Remember when the World Health Organization predicted that AIDS would become a heterosexual pandemic worldwide? Now the organization has retracted the prediction.
A quarter of a century after the outbreak of Aids, the World Health Organisation (WHO) has accepted that the threat of a global heterosexual pandemic has disappeared.(And no, considering the name of the physician, I'm not sure that WHO isn't trying to prank the world.)In the first official admission that the universal prevention strategy promoted by the major Aids organisations may have been misdirected, Kevin de Cock, the head of the WHO's department of HIV/Aids said there will be no generalised epidemic of Aids in the heterosexual population outside Africa.
Dr De Cock, an epidemiologist who has spent much of his career leading the battle against the disease, said understanding of the threat posed by the virus had changed. Whereas once it was seen as a risk to populations everywhere, it was now recognised that, outside sub-Saharan Africa, it was confined to high-risk groups including men who have sex with men, injecting drug users, and sex workers and their clients
James Taranto notes the many ominous cries of panic regard heterosexual AIDS since the 1980s and wonders whether there will be a similar reversal of opinion with regard to Global Warming twenty-five years hence.
One thing I found noteworthy in the Independent report is that Russians have a high rate of infection HIV (1%)--the identical rate of that in South Africa in 1991. Seventeen years later, South Africa's rate is 25%.
WHO attributes Russia's rate mostly to the large and growing amount of IV drug-users. That fits with this report on Russian "hypermortality, where, between AIDS, alcohol, cigarettes, drugs, avoidance of healthcare and abortion rates, the citizenry appears to be committing mass suicide.

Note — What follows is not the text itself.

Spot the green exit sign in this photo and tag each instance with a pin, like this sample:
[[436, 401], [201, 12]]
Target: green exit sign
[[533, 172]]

Is this the inevitable final comedown of a wholly atheistic society?
(Thanks to James Joyner)
MORE ON MASS SUICIDE: In...Japan.
Since 1998, when it nearly doubled in a year, Japan’s suicide rate has remained among the developed world’s highest. (Although, arguably, not as high as it is sometimes portrayed as being, with over 30,000 people taking their own lives every year so far this decade.) Recently, suicide in groups, usually by means of a charcoal stove in an enclosed car in a remote park, has been on the rise, with participants usually meeting on line. More recently, suicide has taken a turn toward being a public health problem of the sort normally only considered in areas where the threat of a suicide bombing is a reality: hydrogen sulfide gas and other noxious gasses emerged as a new trend in suicide earlier this year, with people in hotel rooms or other densely populated areas killing themselves, then taking others with them as the gas spread throughout the building or emergency workers tried to rescue them.I'd call it post-war depression. The war in question is World War II.
Keep in mind that Japan's historical culture sanctions suicide (at least for the mid to upper class) for just about any failing.
I understand that there was an attempt to spread that "bushido" culture to the whole of Japan in the lead up to WWII.